In my quick search through Google Scholar, it seems most articles blame obesity on the insulin resistance. But could that be a correlation and not a causation? It seems logical to me (not a biochemist) that it would be the other way around, insulin resistance (due to inflammation) causes obesity.

I doubt very much that the inflammation causes the obesity and diabetes. I expect it’s like all the other problems associated with metabolic dysfunction, that they are all caused by the insulin-resistance and the hyperinsulinaemia it causes.

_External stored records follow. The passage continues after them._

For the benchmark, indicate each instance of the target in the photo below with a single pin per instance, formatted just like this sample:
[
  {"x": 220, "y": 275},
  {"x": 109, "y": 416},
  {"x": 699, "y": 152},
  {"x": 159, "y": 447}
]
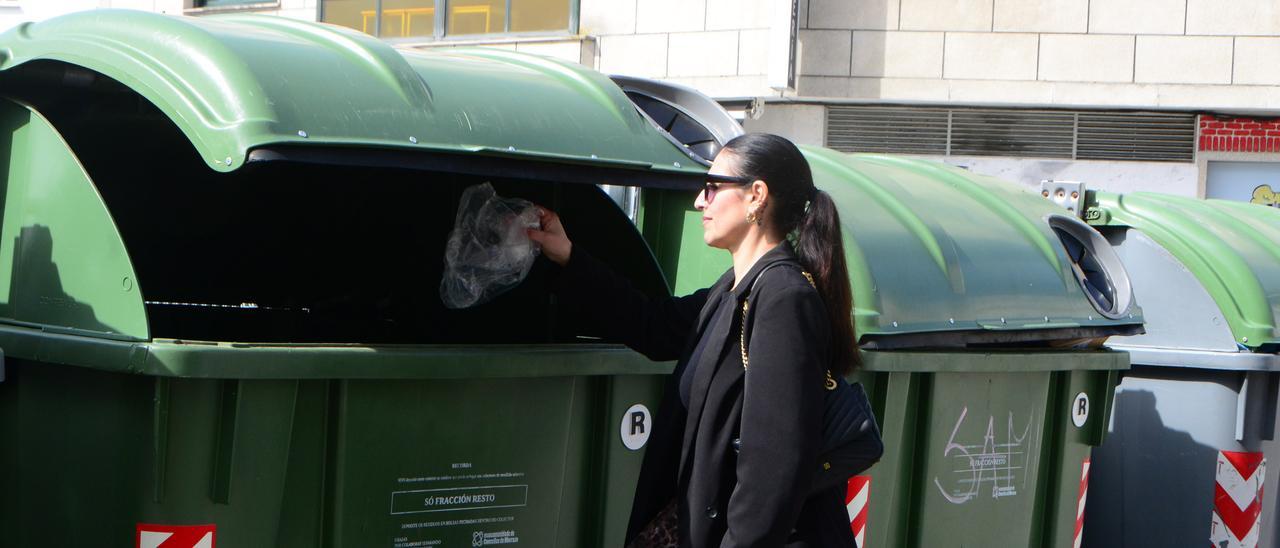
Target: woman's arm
[
  {"x": 782, "y": 405},
  {"x": 608, "y": 305}
]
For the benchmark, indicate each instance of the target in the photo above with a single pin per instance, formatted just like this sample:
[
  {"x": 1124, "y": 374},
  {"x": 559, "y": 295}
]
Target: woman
[{"x": 735, "y": 447}]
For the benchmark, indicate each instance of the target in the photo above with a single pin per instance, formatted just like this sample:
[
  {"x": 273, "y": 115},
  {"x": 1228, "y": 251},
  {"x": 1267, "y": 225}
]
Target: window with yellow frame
[{"x": 451, "y": 18}]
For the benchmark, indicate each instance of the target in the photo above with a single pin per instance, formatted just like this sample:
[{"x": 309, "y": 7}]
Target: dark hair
[{"x": 808, "y": 218}]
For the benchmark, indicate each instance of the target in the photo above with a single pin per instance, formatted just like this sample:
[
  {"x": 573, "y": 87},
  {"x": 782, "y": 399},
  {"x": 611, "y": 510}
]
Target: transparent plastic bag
[{"x": 488, "y": 251}]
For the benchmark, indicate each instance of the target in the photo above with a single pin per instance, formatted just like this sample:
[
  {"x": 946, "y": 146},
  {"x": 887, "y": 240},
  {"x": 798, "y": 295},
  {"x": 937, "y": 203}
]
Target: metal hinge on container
[{"x": 1073, "y": 196}]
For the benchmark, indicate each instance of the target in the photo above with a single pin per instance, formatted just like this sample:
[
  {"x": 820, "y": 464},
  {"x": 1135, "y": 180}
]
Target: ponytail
[
  {"x": 821, "y": 249},
  {"x": 810, "y": 220}
]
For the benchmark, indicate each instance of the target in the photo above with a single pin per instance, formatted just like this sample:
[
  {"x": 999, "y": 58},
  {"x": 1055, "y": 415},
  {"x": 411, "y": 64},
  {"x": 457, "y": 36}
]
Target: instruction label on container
[
  {"x": 457, "y": 510},
  {"x": 460, "y": 498}
]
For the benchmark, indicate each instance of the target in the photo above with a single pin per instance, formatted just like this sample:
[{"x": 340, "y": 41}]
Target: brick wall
[{"x": 1239, "y": 135}]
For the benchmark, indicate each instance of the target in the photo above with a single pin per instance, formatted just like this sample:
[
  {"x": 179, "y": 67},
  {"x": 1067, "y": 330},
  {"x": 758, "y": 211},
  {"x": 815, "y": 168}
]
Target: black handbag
[{"x": 850, "y": 437}]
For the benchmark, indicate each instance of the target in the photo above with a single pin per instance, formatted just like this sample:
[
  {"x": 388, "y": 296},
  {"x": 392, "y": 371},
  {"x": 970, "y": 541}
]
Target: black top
[
  {"x": 727, "y": 306},
  {"x": 740, "y": 457}
]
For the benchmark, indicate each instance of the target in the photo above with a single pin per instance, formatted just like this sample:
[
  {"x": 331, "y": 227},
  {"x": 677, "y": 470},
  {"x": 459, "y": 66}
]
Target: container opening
[
  {"x": 689, "y": 118},
  {"x": 288, "y": 251},
  {"x": 1096, "y": 265}
]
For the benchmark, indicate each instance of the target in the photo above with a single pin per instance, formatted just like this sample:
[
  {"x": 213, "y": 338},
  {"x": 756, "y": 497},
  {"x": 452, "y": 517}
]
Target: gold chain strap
[{"x": 741, "y": 334}]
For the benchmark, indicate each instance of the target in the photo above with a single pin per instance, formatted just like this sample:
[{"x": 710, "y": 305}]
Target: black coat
[{"x": 757, "y": 496}]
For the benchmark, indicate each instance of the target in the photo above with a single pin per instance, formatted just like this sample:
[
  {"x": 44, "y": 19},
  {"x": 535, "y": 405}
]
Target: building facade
[{"x": 1175, "y": 96}]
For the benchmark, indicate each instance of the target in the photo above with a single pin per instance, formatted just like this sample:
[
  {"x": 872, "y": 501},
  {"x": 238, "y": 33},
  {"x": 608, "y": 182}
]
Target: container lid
[
  {"x": 938, "y": 255},
  {"x": 237, "y": 83},
  {"x": 1232, "y": 249}
]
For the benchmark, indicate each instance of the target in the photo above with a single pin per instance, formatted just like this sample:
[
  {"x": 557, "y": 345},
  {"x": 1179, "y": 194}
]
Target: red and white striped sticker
[
  {"x": 152, "y": 535},
  {"x": 856, "y": 501},
  {"x": 1238, "y": 499},
  {"x": 1079, "y": 502}
]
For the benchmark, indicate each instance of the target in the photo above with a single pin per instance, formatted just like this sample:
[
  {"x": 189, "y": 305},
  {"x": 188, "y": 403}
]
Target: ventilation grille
[{"x": 1008, "y": 132}]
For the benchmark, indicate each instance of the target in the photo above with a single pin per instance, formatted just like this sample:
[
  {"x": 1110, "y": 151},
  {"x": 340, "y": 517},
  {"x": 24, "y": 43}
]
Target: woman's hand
[{"x": 552, "y": 237}]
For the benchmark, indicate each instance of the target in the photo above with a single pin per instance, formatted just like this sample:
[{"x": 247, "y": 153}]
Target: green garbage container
[
  {"x": 1194, "y": 418},
  {"x": 979, "y": 333},
  {"x": 220, "y": 252}
]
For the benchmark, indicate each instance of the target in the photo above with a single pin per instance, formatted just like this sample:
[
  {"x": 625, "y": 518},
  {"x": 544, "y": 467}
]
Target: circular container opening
[{"x": 1096, "y": 266}]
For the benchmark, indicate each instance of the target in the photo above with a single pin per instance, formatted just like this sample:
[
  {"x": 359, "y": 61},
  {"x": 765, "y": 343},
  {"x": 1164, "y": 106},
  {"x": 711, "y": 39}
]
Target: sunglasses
[{"x": 714, "y": 182}]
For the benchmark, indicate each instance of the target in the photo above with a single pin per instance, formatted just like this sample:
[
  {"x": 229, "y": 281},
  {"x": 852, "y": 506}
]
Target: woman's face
[{"x": 723, "y": 206}]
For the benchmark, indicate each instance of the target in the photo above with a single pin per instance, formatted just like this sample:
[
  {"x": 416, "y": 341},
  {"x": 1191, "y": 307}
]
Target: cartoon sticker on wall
[{"x": 1264, "y": 195}]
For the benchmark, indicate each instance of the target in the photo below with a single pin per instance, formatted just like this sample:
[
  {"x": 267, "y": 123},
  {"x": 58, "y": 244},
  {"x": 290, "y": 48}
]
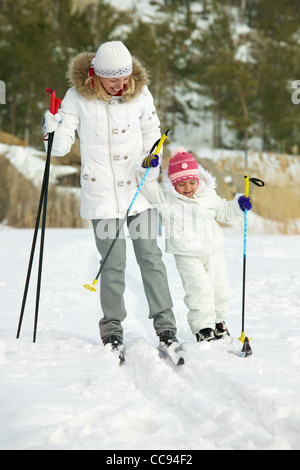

Joseph Kraft maintained that the pattern of insulin secretion during an oral glucose tolerance test revealed diabetes up to two decades before glucose got out of control and caused a diagnosis. He called it “diabetes in situ” or “occult diabetes.” And we know that insulin, because it has a myriad of jobs in the body (which Bikman says are all related to energy use or storage), has a big effect on all sorts of processes when it is chronically elevated above normal.

I remember watching Peter Attia’s TED talk very early on in my nutritional journey. It introduced me to the idea that obesity didn’t cause diabetes, rather obesity and diabetes shared a common cause. It was a new idea to me, but it made so much sense. So when lectures by Dr. Phinney started popping up in my YouTube recommendations, I was primed to grasp his logic and (eventually) to run with it. Unfortunately, the research establishment seems to have too much invested in the benignity of carbohydrate and the malignity of meat and fat for people to be able to look at our health situation and our dietary recommendations with fresh eyes.

It’s not likely, since insulin is known to be the primary fat-storage hormone. It causes fat to be stored in adipose tissue (and elsewhere), and prevents the fatty acids from leaving storage. So it makes mechanistic sense that it would be the hyperinsulinaemia that is the cause of both the obesity and the systemic inflammation.